Biographical details
- Born: February 16, 1902 New York City, New York, U.S.
- Died: February 14, 1974 (aged 71) Columbia, South Carolina, U.S.

Playing career

Basketball
- 1924–1927: St. John's
- Positions: Center, power forward

Coaching career (HC unless noted)

Basketball
- 1927–1936: St. John's
- 1937–1938: St. Thomas (PA)
- 1938–1941: LIU (assistant)
- 1941–1945: Power Memorial Academy
- 1947–1949: Scranton
- 1949–1951: LIU (assistant)
- 1952–1961: North Carolina (assistant)
- 1964–1973: South Carolina (assistant)

Baseball
- 1928–1936: St. John's
- 1939: LIU

Football
- 1928–1938: Iona Prep

Administrative career (AD unless noted)
- 1932–1935: St. John's
- 1938: Iona Prep

Head coaching record
- Overall: 202–69 (College basketball)

= Buck Freeman (basketball) =

American coach

James A. "Buck" Freeman (February 16, 1902 – February 14, 1974) was an American basketball coach who was head coach of the St. John's Red Storm men's basketball team from 1927 to 1936.

==Career==
Freeman played forward and center for St. John's basketball team. After graduating in 1927, he became the team's head coach. From 1927 to 1931, he coached the "Wonder Five" of Matty Begovich, Mac Kinsbrunner, Max Posnack, Allie Schuckman, and Jack "Rip" Gerson. The group compiled a 88–8 record and led the university to national prominence. He also served as the school's baseball coach and athletic director. He resigned unexpectedly in 1936 without giving a reason.
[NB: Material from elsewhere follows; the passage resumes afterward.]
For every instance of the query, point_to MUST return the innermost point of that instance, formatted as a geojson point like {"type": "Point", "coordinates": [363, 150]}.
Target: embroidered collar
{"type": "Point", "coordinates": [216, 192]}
In 1937, Freeman became basketball head coach at St. Thomas College (now known as the University of Scranton). He left the school after one season to become athletic director at Iona Preparatory School, where he had coached football since 1928. In 1938, he became an assistant basketball coach at Long Island University. He succeeded Clair Bee as the school's baseball coach the following spring. In 1941, he became head basketball coach at Power Memorial Academy. In 1947, Freeman returned to the University of Scranton following the in-season resignation of John "Les" Dickman. He resigned after two losing seasons and rejoined the athletic staff at LIU, where he remained until the school dropped its basketball program in 1951 following a point shaving scandal.

Freeman served as an assistant coach under Frank McGuire at the University of North Carolina and University of South Carolina. McGuire had wanted to hire Freeman when he became head coach at St. John's in 1947, but the school's administration refused due to Freeman's chronic alcoholism. McGuire instead used Freeman as a scout. He called Freeman "the best assistant coach in the business" and gave him much of the credit for the success of the Tar Heels national championship team. In between his stints at the two schools, Freeman was a scout for the Houston Colt 45s.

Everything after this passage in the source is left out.